Objective To examine how activation of the coagulation fibrinolysis correlates
with leukoaraiosis and dementia.
Patients and Methods Thrombin-antithrombin complex (TAT), prothrombin fragment1 + 2 (F1 + 2) and cross-linked D-dimer (XDP) were measured consecutively
in 18 subjects without dementia and with leukoaraiosis, and in 29 subjects
with subcortical vascular dementia and severe leukoaraiosis (Binswanger disease)
at either stable or deteriorating stages. They were compared with 19 patients
with old lacunar infarctions and 24 patients with other neurological diseases.
We also examined the indices of cognitive impairment and brain atrophy. In
each group, the ventricular area–cranial space area ratio was measured
by an image analyzer.
Results Patients with Binswanger disease who were exclusively at deteriorating
stages showed increased TAT and XDP levels and an increased ventricular area–cranial
space area ratio, as compared with the patients with other neurological diseases
(P<.001). The index of cognitive impairment in
patients at a deteriorating stage showed a decreasing trend vs that of patients
in the stable stage. Among the variables that were significantly associated
with a hypercoagulable condition (ie, age, scores on Mini-Mental State Examination
or the Hasegawa Dementia Rating Scale, Revised [MMSE/HDRS], white matter lesions,
ventricular area–cranial space area ratio, and C-reactive protein),
age (odds ratio [OR], 2.82) and MMSE/HDSR scores (OR, 0.43) survived as predictors
for coagulation activation, and C-reactive protein survived for fibrinolysis
activation (OR, 4.63) in multivariate analysis.

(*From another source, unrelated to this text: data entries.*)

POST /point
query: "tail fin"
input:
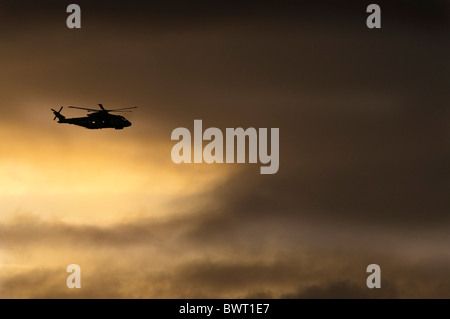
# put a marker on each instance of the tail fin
(58, 115)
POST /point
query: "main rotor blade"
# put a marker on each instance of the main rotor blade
(83, 108)
(125, 108)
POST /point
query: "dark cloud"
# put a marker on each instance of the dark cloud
(364, 127)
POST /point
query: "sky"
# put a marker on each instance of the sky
(364, 150)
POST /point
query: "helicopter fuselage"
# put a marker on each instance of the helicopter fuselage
(96, 121)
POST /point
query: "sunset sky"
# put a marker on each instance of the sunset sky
(364, 172)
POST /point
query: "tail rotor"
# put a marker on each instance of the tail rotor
(57, 113)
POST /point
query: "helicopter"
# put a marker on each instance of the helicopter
(98, 119)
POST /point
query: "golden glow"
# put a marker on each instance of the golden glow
(93, 176)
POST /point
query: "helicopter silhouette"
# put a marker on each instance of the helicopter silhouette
(98, 119)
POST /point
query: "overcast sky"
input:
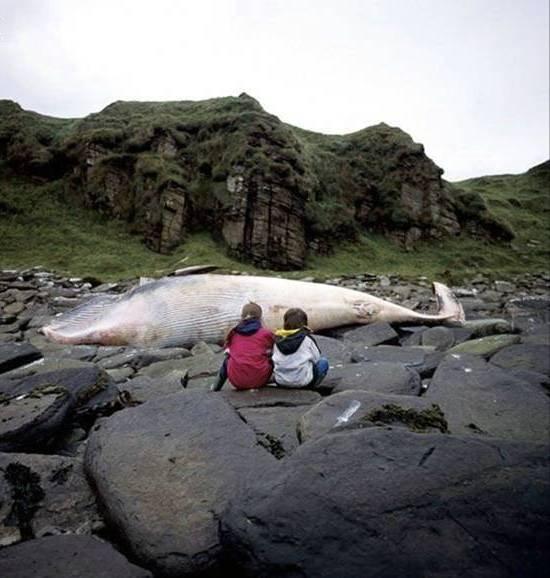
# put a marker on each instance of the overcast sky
(467, 78)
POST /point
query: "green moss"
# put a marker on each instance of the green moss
(419, 421)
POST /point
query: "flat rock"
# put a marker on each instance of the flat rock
(275, 427)
(80, 352)
(441, 338)
(335, 350)
(31, 421)
(381, 376)
(145, 388)
(67, 556)
(196, 365)
(44, 366)
(537, 335)
(485, 327)
(485, 346)
(481, 399)
(68, 503)
(372, 334)
(352, 409)
(185, 456)
(138, 358)
(410, 356)
(120, 374)
(380, 502)
(13, 355)
(270, 397)
(535, 357)
(82, 382)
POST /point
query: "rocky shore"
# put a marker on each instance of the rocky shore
(425, 453)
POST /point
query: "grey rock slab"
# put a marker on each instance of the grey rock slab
(387, 503)
(185, 456)
(275, 427)
(533, 377)
(481, 399)
(79, 352)
(335, 350)
(485, 327)
(372, 334)
(29, 422)
(381, 376)
(410, 356)
(82, 382)
(68, 503)
(138, 358)
(14, 355)
(524, 356)
(45, 365)
(67, 556)
(537, 335)
(351, 409)
(120, 374)
(270, 397)
(145, 388)
(196, 365)
(442, 338)
(485, 346)
(14, 308)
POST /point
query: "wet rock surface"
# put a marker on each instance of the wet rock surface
(56, 556)
(429, 444)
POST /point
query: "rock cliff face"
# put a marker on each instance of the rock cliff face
(268, 191)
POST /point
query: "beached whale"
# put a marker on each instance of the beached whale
(203, 307)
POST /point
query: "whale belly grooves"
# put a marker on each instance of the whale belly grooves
(204, 307)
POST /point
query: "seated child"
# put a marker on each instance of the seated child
(297, 360)
(248, 346)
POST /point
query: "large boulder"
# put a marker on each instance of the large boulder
(386, 503)
(409, 356)
(486, 346)
(67, 556)
(481, 399)
(13, 355)
(381, 376)
(372, 334)
(31, 421)
(185, 456)
(532, 356)
(359, 408)
(44, 494)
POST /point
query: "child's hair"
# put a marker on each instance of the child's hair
(251, 311)
(295, 318)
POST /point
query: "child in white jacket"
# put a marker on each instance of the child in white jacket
(297, 359)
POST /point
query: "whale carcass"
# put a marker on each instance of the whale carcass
(203, 307)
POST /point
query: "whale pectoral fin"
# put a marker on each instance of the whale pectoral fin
(366, 312)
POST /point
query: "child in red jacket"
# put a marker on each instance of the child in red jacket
(248, 352)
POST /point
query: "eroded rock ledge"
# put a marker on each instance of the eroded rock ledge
(425, 452)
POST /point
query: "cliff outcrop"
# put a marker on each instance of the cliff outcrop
(268, 191)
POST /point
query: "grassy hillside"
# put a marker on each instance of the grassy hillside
(38, 227)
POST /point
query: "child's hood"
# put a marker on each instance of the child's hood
(288, 341)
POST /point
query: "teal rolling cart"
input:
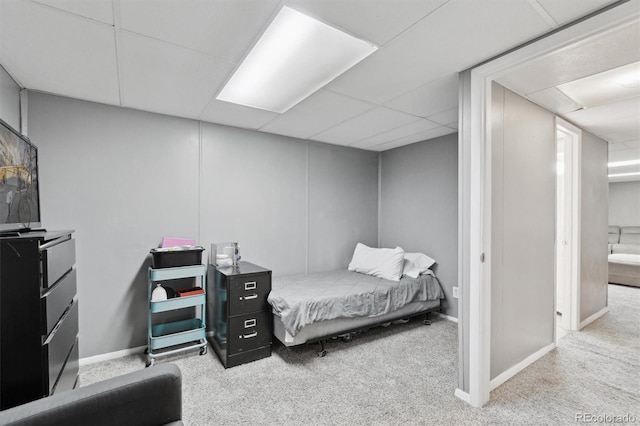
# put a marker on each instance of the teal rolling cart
(177, 336)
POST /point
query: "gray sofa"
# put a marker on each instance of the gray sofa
(624, 255)
(152, 396)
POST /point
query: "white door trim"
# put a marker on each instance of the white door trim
(475, 188)
(572, 293)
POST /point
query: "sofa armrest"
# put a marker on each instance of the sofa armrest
(152, 396)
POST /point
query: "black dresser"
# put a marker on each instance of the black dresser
(38, 316)
(241, 315)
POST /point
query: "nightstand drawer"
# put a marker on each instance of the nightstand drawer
(249, 293)
(57, 260)
(58, 345)
(57, 300)
(247, 332)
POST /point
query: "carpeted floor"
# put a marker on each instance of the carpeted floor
(406, 375)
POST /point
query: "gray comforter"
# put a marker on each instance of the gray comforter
(301, 300)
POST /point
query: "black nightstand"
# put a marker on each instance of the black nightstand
(241, 314)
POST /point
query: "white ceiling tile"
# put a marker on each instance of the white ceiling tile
(317, 113)
(602, 53)
(616, 146)
(164, 78)
(430, 99)
(445, 117)
(222, 28)
(370, 123)
(456, 36)
(418, 137)
(623, 155)
(410, 129)
(378, 21)
(554, 100)
(635, 144)
(566, 11)
(453, 125)
(59, 53)
(619, 118)
(605, 87)
(100, 10)
(236, 115)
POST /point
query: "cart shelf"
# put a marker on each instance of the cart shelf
(177, 333)
(177, 303)
(172, 337)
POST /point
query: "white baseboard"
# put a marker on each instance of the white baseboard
(463, 395)
(520, 366)
(112, 355)
(594, 317)
(450, 318)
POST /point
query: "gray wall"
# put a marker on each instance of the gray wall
(9, 100)
(523, 155)
(123, 179)
(624, 203)
(594, 189)
(419, 206)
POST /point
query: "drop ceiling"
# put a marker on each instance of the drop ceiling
(174, 56)
(595, 85)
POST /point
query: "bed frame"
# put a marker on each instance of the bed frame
(345, 328)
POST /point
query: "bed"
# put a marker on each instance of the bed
(319, 306)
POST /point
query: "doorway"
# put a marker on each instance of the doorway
(567, 227)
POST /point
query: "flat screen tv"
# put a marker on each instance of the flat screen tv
(19, 192)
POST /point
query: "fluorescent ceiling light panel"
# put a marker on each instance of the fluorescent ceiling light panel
(606, 87)
(625, 174)
(624, 163)
(296, 56)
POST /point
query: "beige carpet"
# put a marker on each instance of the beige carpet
(406, 375)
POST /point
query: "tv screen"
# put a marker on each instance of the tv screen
(19, 192)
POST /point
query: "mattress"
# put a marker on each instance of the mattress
(302, 300)
(338, 326)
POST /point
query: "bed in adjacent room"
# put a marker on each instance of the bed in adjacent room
(380, 286)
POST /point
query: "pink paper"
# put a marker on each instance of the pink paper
(172, 242)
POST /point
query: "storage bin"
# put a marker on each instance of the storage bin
(163, 258)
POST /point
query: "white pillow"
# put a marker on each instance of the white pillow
(383, 263)
(416, 264)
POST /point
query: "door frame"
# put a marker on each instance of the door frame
(571, 292)
(474, 230)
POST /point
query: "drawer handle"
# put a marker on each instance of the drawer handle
(249, 297)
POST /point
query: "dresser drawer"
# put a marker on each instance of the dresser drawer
(58, 345)
(55, 301)
(249, 293)
(57, 260)
(69, 375)
(250, 331)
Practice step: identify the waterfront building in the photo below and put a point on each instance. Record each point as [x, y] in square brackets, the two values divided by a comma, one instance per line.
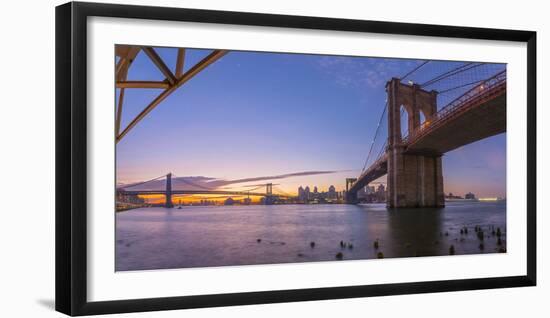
[470, 196]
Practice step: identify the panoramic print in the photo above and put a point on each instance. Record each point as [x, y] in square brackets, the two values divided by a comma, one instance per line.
[230, 158]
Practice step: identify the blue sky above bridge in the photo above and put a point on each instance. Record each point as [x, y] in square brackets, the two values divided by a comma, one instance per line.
[254, 114]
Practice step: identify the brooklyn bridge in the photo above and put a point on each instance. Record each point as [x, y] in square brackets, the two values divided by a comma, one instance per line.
[424, 119]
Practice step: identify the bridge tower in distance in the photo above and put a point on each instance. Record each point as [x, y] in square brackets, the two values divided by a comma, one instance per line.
[269, 198]
[169, 203]
[351, 196]
[413, 179]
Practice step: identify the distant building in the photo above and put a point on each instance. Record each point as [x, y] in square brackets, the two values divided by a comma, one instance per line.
[332, 193]
[307, 193]
[301, 194]
[470, 196]
[451, 196]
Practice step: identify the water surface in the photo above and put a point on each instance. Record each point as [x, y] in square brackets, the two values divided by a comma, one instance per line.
[200, 236]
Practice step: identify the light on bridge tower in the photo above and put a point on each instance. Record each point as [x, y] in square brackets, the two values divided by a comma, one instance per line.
[169, 203]
[269, 199]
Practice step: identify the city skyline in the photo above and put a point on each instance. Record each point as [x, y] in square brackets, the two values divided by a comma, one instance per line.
[301, 113]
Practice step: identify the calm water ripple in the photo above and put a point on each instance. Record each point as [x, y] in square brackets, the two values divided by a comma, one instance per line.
[159, 238]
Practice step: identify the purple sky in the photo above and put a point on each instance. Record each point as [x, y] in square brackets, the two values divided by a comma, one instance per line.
[256, 115]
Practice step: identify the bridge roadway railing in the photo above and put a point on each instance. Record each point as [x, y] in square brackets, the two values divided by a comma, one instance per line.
[484, 91]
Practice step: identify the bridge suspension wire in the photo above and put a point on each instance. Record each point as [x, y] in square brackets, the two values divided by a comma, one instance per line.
[461, 86]
[282, 192]
[455, 71]
[375, 136]
[131, 185]
[414, 70]
[182, 179]
[381, 152]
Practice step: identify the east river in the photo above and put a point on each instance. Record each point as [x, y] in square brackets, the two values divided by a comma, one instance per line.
[200, 236]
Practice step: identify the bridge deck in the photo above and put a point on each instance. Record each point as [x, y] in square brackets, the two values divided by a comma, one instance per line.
[479, 114]
[375, 171]
[213, 192]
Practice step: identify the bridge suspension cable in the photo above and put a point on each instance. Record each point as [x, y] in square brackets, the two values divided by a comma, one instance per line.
[182, 179]
[461, 86]
[375, 136]
[131, 185]
[455, 71]
[282, 192]
[414, 70]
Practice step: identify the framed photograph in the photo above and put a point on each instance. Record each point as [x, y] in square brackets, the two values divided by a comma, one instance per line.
[209, 158]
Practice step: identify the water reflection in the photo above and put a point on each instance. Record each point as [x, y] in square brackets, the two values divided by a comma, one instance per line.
[155, 238]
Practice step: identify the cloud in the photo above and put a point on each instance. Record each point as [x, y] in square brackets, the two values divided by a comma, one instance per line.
[363, 72]
[209, 183]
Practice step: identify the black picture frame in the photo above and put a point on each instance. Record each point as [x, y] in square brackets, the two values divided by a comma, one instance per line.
[71, 157]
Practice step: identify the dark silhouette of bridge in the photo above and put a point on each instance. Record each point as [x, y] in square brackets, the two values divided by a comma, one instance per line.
[412, 163]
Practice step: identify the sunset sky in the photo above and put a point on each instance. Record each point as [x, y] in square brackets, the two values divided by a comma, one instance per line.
[252, 115]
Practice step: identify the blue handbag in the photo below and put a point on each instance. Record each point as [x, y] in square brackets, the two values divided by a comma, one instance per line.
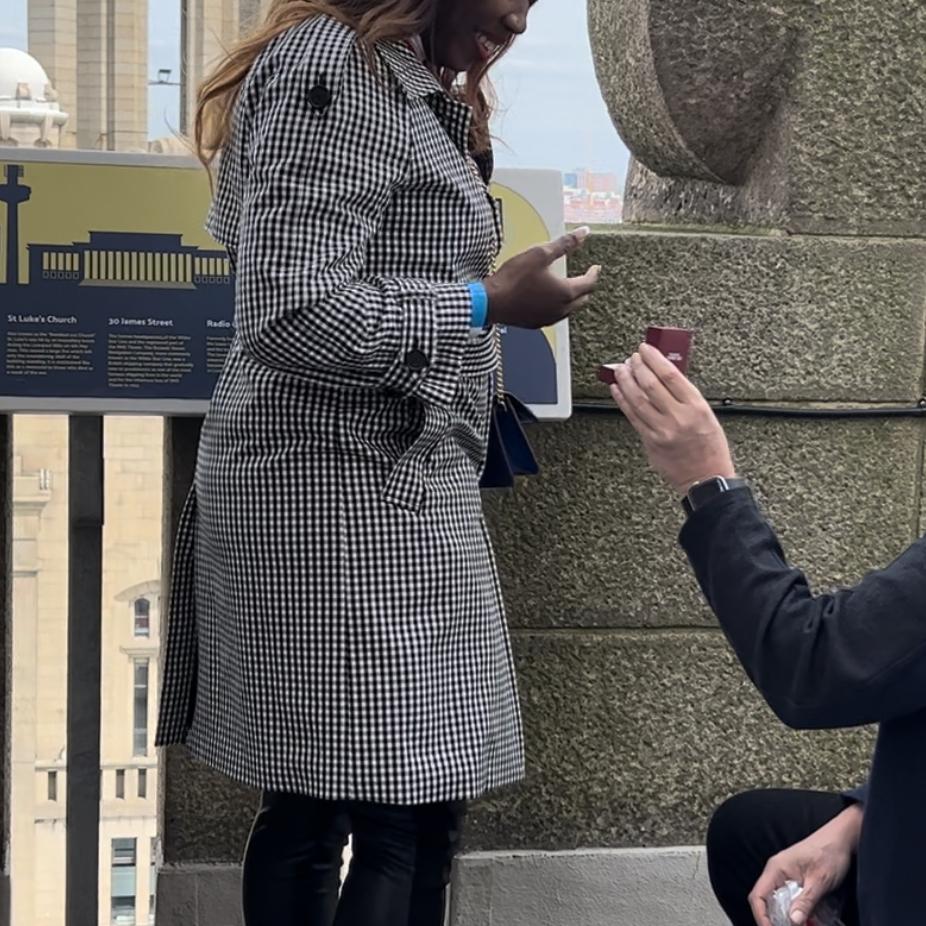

Conclusion Hypercoagulability in a subgroup of patients with Binswanger disease
and with more severe cognitive impairment and brain atrophy does not support
a triggering role for a coagulation-fibrinolysis system, although it may contribute
to worsening of neurological deficits.
INTRODUCTION
BINSWANGER DISEASE (BD) is a form of vascular dementia characterized
by diffuse white matter lesions and a varying degree of lacunar infarction
in the basal ganglia and white matter.1 Its
pathogenesis still remains uncertain, but fibrohyalinosis of the medullary
arteries resulting from long-standing hypertension has been thought to cause
the white matter lesions.2, 3
Previous investigations have revealed hematological disorders in patients
with BD. ß-Thromboglobulin, a marker of platelet activation, increases
in blood samples obtained from the internal jugular veins of patients with
BD, indicating the activation of platelets in the cerebral circulation.4 In patients with dementia, the coagulation-fibrinolysis
system is also activated,5 especially in those
with vascular dementia.6 Although there has
been no established therapy until recently, these observations may open a
new avenue for the treatment of vascular dementia with antiplatelet or antithrombin
drugs.7, 8
White matter lesions in small-artery diseases have previously been shown
to correlate with von Willebrand factor activity, but inversely with antithrombin
III, an inhibitory factor of the coagulation system regardless of cognitive
impairment.9 In our previous study,10 the coagulation markers were increased at the later
stages of BD; however, it remains unclear whether white matter lesions without
cognitive impairment are also associated with hypercoagulability. Our hypothesis
is that there may be a causal relationship between hypercoagulability and
dementia. To understand whether this may be a trigger or epiphenomenon during
cognitive decline, it is important to assess the coagulation-fibrinolysis
system during the preclinical or early stages of subcortical vascular dementia.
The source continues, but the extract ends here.